Let $S_{1,n} = \sum_{i=1}^{n}\xi_{i}$, where $(\xi_{i})_{i \in \mathbb{N}}$ be independent RV with values in some Banach space.

On pages 79-80 in this book author provides an example that illustrates the fact that in the infinite dimensional spaces it may be not enough to have assumptions on the distribution of the individual summands $\xi_{i}$ in order to control the deviations of $\lVert {S_{1,n}}\rVert $, where $\lVert \cdot \rVert $ is the norm of corresponding Banach space. Author says:"The following example serves to show the relative independence of restrictions on concentration of the sum and those concerning the distributions of individual summands ".

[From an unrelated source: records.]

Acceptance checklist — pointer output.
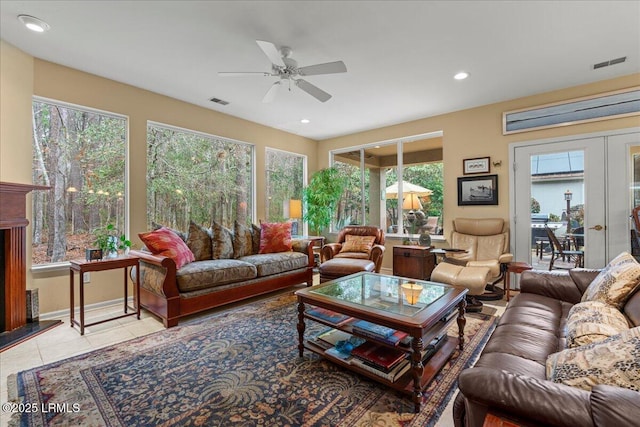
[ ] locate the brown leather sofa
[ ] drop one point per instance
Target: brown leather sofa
(509, 381)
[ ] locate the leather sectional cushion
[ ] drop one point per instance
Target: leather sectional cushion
(613, 361)
(593, 321)
(616, 282)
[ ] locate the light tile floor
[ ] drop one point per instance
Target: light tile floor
(63, 341)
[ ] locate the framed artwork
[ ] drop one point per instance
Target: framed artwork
(479, 165)
(478, 190)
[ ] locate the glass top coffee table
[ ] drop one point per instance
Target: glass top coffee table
(394, 315)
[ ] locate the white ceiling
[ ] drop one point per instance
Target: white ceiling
(400, 55)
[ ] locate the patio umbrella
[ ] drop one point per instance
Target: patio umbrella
(407, 188)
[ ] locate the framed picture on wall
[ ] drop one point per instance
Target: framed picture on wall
(479, 165)
(478, 190)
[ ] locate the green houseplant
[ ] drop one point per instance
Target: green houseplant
(110, 241)
(321, 198)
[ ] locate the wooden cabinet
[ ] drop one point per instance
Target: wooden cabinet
(416, 262)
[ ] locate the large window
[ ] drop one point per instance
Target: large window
(80, 153)
(285, 179)
(197, 177)
(396, 185)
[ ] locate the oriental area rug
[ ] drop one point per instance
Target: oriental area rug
(238, 367)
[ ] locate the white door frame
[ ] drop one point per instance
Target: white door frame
(616, 139)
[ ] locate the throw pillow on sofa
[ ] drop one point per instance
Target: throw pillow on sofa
(593, 321)
(167, 243)
(242, 240)
(275, 237)
(221, 242)
(358, 244)
(613, 361)
(616, 282)
(156, 226)
(199, 241)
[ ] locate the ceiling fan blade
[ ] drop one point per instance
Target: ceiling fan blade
(243, 73)
(328, 68)
(312, 90)
(272, 53)
(271, 93)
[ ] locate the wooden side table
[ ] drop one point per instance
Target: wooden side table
(515, 267)
(81, 266)
(416, 262)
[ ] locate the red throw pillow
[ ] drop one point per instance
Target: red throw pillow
(167, 243)
(275, 237)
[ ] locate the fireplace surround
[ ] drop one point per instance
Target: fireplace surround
(13, 266)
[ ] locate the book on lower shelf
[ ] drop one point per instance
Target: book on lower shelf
(384, 358)
(332, 336)
(339, 355)
(328, 315)
(399, 370)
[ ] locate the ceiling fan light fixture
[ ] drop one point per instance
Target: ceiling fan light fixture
(34, 24)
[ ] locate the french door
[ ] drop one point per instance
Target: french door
(596, 172)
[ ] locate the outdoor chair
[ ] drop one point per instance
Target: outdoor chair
(558, 251)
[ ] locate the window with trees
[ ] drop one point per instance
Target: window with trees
(192, 176)
(396, 185)
(285, 178)
(81, 154)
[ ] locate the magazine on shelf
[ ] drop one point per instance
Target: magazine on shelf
(453, 313)
(339, 355)
(328, 315)
(332, 336)
(383, 357)
(398, 337)
(371, 329)
(399, 370)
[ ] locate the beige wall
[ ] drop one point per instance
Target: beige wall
(470, 133)
(477, 132)
(16, 88)
(24, 76)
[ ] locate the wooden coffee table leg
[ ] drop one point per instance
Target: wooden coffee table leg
(462, 321)
(301, 328)
(417, 370)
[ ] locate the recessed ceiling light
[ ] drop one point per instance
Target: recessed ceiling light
(33, 23)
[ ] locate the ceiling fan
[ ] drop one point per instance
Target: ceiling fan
(286, 68)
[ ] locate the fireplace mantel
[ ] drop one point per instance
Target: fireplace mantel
(13, 223)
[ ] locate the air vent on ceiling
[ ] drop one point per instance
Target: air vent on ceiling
(219, 101)
(610, 62)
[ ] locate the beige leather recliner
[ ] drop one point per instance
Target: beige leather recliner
(485, 242)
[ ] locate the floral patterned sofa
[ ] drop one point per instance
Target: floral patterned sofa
(185, 273)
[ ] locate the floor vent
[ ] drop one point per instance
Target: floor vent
(611, 62)
(219, 101)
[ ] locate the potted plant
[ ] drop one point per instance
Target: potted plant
(321, 197)
(110, 241)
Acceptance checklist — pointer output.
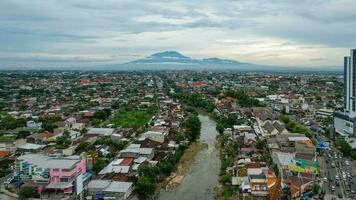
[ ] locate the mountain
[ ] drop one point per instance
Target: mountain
(175, 58)
(172, 60)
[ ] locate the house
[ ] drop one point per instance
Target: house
(33, 125)
(51, 173)
(135, 151)
(157, 136)
(120, 165)
(299, 185)
(262, 181)
(100, 189)
(94, 132)
(39, 138)
(29, 147)
(10, 143)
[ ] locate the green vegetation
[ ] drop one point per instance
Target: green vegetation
(193, 127)
(228, 122)
(229, 151)
(99, 164)
(27, 192)
(5, 168)
(23, 134)
(114, 145)
(7, 138)
(7, 122)
(261, 144)
(343, 146)
(63, 142)
(83, 147)
(197, 101)
(194, 100)
(243, 100)
(294, 127)
(150, 176)
(48, 123)
(132, 118)
(100, 115)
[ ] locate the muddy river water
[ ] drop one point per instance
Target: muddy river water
(202, 176)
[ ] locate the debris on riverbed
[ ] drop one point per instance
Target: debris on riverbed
(177, 177)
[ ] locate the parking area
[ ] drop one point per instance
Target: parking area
(339, 174)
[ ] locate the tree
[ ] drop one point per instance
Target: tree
(27, 192)
(83, 147)
(63, 142)
(260, 144)
(95, 122)
(193, 126)
(99, 164)
(23, 134)
(145, 187)
(284, 118)
(344, 147)
(287, 193)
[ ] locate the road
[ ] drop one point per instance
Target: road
(341, 178)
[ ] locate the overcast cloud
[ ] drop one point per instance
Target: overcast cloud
(273, 32)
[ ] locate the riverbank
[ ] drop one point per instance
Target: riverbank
(197, 176)
(187, 159)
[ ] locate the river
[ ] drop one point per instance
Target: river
(203, 174)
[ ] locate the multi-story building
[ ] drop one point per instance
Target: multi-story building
(344, 122)
(64, 174)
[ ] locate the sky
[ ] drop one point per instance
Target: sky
(85, 32)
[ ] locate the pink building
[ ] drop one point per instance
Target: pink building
(64, 174)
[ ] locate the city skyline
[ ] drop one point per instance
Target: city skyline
(80, 33)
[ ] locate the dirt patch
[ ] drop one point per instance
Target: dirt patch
(177, 176)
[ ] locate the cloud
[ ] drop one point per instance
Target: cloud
(279, 32)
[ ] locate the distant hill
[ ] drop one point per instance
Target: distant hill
(175, 58)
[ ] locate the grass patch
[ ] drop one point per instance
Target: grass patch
(132, 118)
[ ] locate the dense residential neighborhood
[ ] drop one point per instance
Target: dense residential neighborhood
(128, 135)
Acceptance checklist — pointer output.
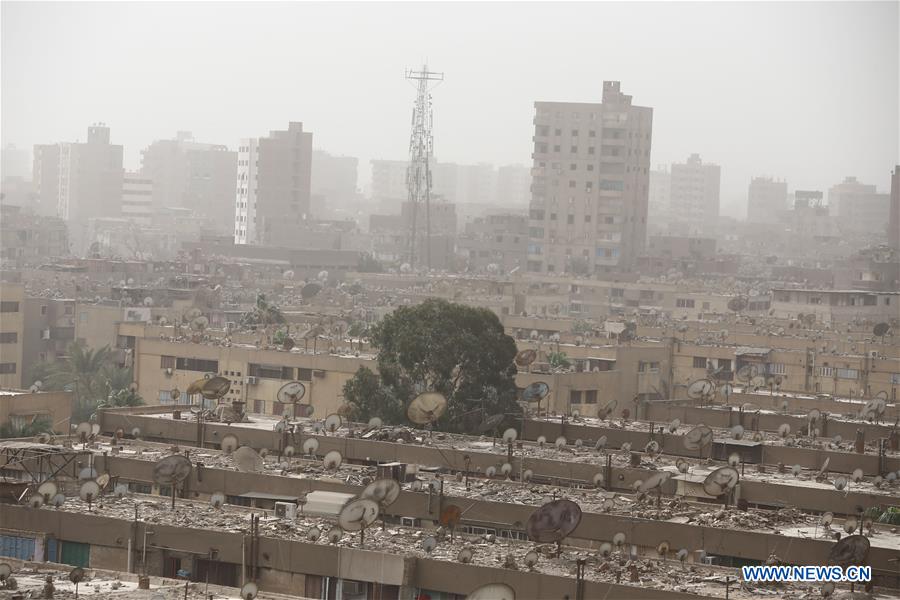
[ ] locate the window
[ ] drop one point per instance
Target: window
(270, 371)
(197, 364)
(847, 374)
(9, 306)
(776, 369)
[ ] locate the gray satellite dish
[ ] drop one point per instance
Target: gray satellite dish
(247, 460)
(332, 460)
(721, 481)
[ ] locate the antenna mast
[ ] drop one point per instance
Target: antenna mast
(418, 173)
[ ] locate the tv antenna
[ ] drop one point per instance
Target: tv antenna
(418, 174)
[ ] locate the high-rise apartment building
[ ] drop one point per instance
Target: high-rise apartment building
(273, 185)
(194, 175)
(695, 196)
(860, 208)
(766, 198)
(894, 216)
(591, 173)
(137, 198)
(79, 181)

In his example 3.0.1 let the space $c_0$ (with the norm $\|x\|_{\infty} = \sup_{n \in \mathbb{N}} |x^{(n)}|$) be the space of real-valued convergent to zero sequences and we consider an array of i.i.d. real-valued $\xi_{j}^{i} = \frac{1}{2}\delta_{-1}+\frac{1}{2}\delta_{1}$.

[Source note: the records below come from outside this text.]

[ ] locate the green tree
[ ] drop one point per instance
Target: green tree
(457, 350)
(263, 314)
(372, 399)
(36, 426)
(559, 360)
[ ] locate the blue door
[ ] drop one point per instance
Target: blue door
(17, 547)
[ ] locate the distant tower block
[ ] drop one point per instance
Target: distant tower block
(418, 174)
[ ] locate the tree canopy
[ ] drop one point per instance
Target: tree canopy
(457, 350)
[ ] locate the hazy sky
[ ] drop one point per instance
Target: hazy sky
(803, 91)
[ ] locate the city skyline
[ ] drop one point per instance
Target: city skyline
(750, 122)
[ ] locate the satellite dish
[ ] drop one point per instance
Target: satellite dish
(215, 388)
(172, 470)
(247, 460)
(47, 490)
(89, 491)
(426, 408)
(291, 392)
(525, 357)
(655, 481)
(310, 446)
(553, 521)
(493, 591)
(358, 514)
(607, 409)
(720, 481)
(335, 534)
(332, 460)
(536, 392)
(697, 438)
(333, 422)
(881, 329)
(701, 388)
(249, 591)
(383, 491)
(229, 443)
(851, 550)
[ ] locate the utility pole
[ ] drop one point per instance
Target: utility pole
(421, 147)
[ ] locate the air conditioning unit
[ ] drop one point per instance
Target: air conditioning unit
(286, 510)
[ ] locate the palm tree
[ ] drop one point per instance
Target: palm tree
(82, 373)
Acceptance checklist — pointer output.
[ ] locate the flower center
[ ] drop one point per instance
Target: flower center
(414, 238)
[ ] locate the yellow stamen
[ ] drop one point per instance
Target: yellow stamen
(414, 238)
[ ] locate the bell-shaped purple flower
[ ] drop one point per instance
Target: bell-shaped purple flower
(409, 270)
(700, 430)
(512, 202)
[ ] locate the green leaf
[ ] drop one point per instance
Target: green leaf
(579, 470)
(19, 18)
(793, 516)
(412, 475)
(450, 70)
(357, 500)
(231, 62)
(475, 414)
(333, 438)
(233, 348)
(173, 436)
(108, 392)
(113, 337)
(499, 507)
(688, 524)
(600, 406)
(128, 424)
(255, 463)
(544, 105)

Consider the sequence $\xi_{j} = ( \frac{\xi_{j}^{(i)}}{\ln\ln(10 i)}, i \in \mathbb{N} )$ which are centered, in $c_{0}$ and a.s. bounded, i.e. $\|\xi_j\|_{\infty} = \frac{1}{\ln \ln 10}$. Consider RV's $\eta_{n}^{(i)} = \sum_{j=1}^{n}\xi_{j}^{(i)}$ and notice that they are independent. One easily sees that $\mathbb{P}(\eta_{n}^{i}=n) = 2^{-n}$ and therefore it implies: \begin{align*} \mathbb{P}(\max_{i \leq 2^n}\eta_{n}^{(i)}<n) = \prod_{k=1}^{2^n}(1-\mathbb{P}(\eta_{n}^{(i)}=n)) \leq \exp({-2^{n} 2^{-n})} = e^{-1}, \end{align*} where we used classical $1-x \leq \exp(-x)$ for $x\geq 0$. Thefore, for all $n$ we have: \begin{align*} P\left(\|S_{1,n}\| \geq \frac{n}{\ln \ln (10 * 2^n)}\right) \geq P\left(\max_{i \leq 2^n}\eta_{n}^{(i)} \geq n\right) \geq 1-e^{-1}. \end{align*}

Thus, the norm of sum scales (with constant probability) like $\frac{n}{\ln (n)}$, whereas $\|\xi_{j}\|_{\infty} = \frac{1}{\ln \ln (10)}$.

My question: can't we also consider $l^{\infty} := \{x=(x^{(n)}) : \sup_{n\in \mathbb N}| x^{(n)}| \lt \infty\}$ (which is Banach space with respect to the norm $\|x\|_{\infty} = \sup_{n \in \mathbb N} |x^{(n)}|$) and just the sequences $\xi_{j} = (\xi_{j}^{j}, j \in \mathbb{N})$ (without additional log weight ) and $\xi_{j}^{i} = \frac{1}{2}\delta_{-1}+\frac{1}{2}\delta_{1}$ i.i.d in $i,j$ as in example 3.0.1? Then, it seems the same reasoning as in the book applies for this case.